It is safer to use the variable ./Python/pystate.c : _PyThreadState_Current , which indicates the structure of the executable stream (with some conditions taken into account). That is, to get to its interpreter, the code needs the structure of its stream, from which it is already possible to pull the interpreter. To access this variable (take the current value or change it, keeping the old one) there are functions that require GIL to work. This is important, and this is one of the problems that arise from the lack of thread safety in CPython. The value of the _PyThreadState_Current variable _PyThreadState_Current set in the structure of a new thread during Python initialization or during the creation of a new thread.

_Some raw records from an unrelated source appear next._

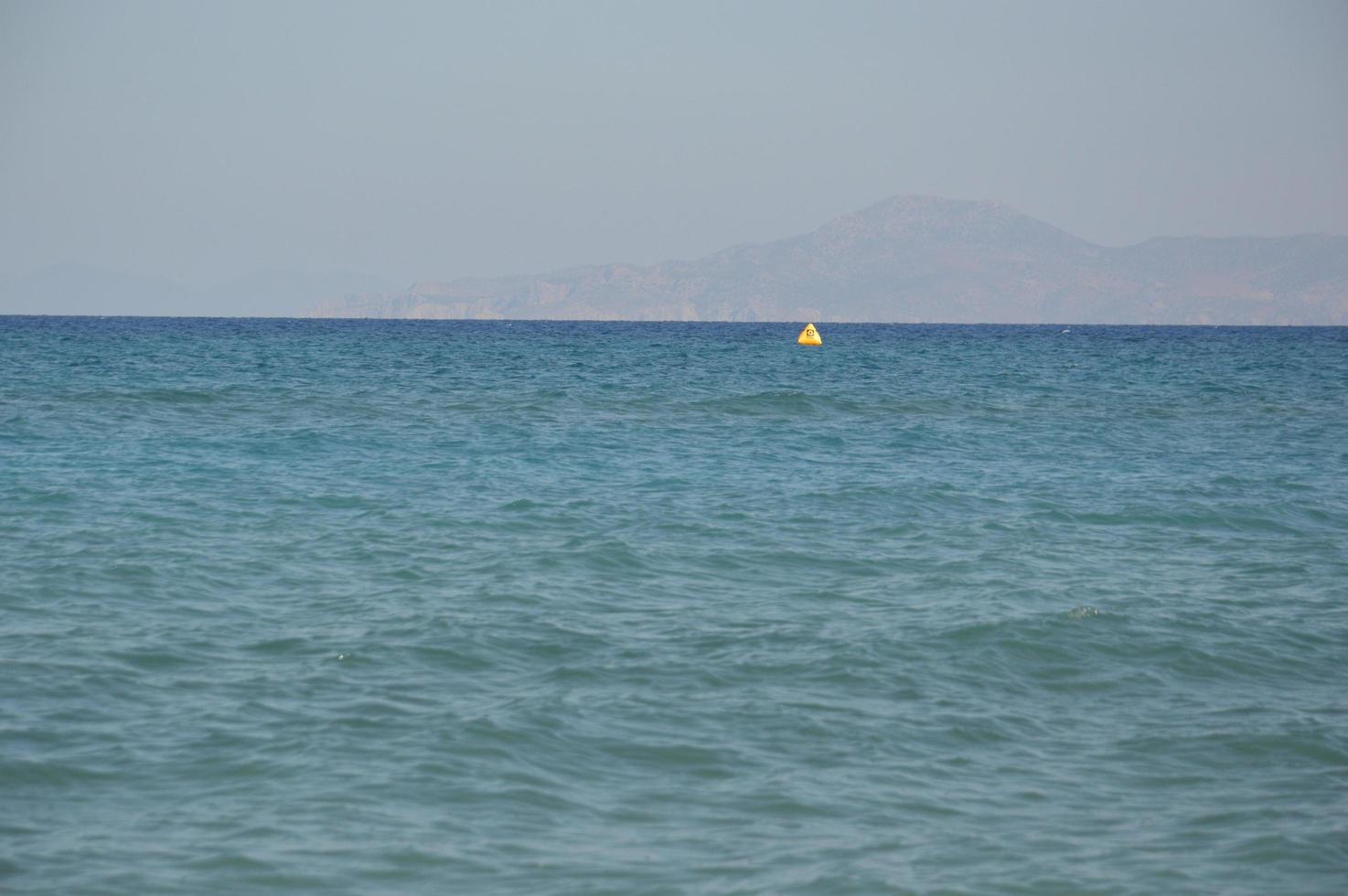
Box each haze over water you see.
[0,318,1348,893]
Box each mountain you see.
[309,196,1348,325]
[0,264,390,316]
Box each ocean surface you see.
[0,316,1348,895]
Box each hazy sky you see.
[0,0,1348,284]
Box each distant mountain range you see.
[309,196,1348,325]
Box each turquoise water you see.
[0,318,1348,893]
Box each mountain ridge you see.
[309,196,1348,325]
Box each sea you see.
[0,316,1348,895]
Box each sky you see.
[0,0,1348,294]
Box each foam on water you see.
[0,318,1348,893]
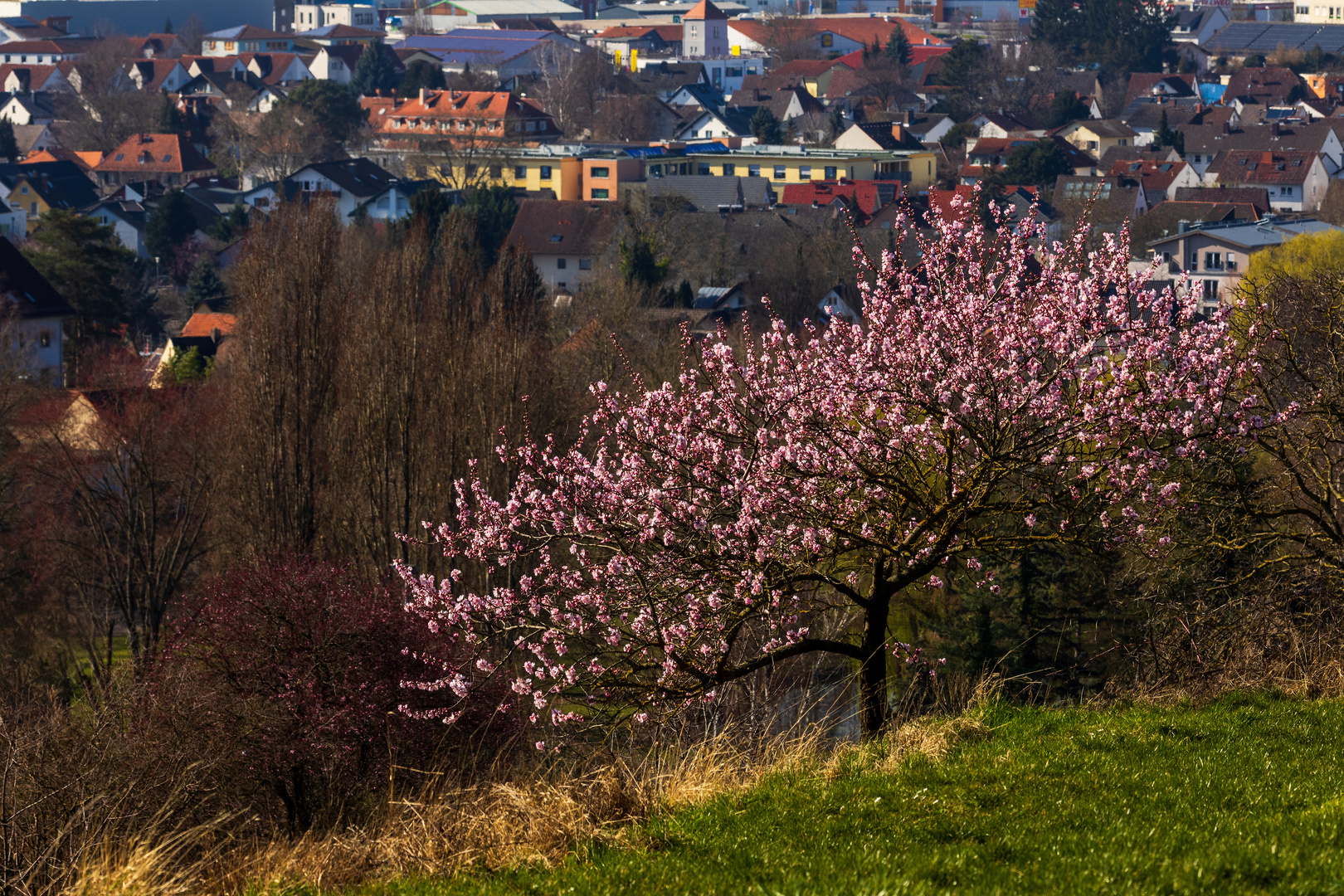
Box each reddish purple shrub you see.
[156,556,501,830]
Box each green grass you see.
[362,694,1344,896]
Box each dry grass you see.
[55,698,997,896]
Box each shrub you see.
[156,555,510,830]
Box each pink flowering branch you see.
[402,196,1257,746]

When the Python thread first starts after the initial load, it relies on the fact that: a) it holds the GIL and b) the value of the _PyThreadState_Current variable _PyThreadState_Current correct. At this point, the stream should not give up GIL. First, it must save _PyThreadState_Current , so that the next time you capture the GIL, you can restore the desired value of the variable and continue working. Due to this behavior, _PyThreadState_Current always points to the currently executing thread. To implement this behavior, there are macros Py_BEGIN_ALLOW_THREADS and Py_END_ALLOW_THREADS . You can talk for hours about GIL and the API for working with it , and it would be interesting to compare CPython with other implementations (for example, Jython or IronPython, in which threads run simultaneously). But let's postpone this topic for now.

In the diagram, I have indicated the connections between the structures of one process, in which two interpreters are running with two threads each, which refer to their frame stacks.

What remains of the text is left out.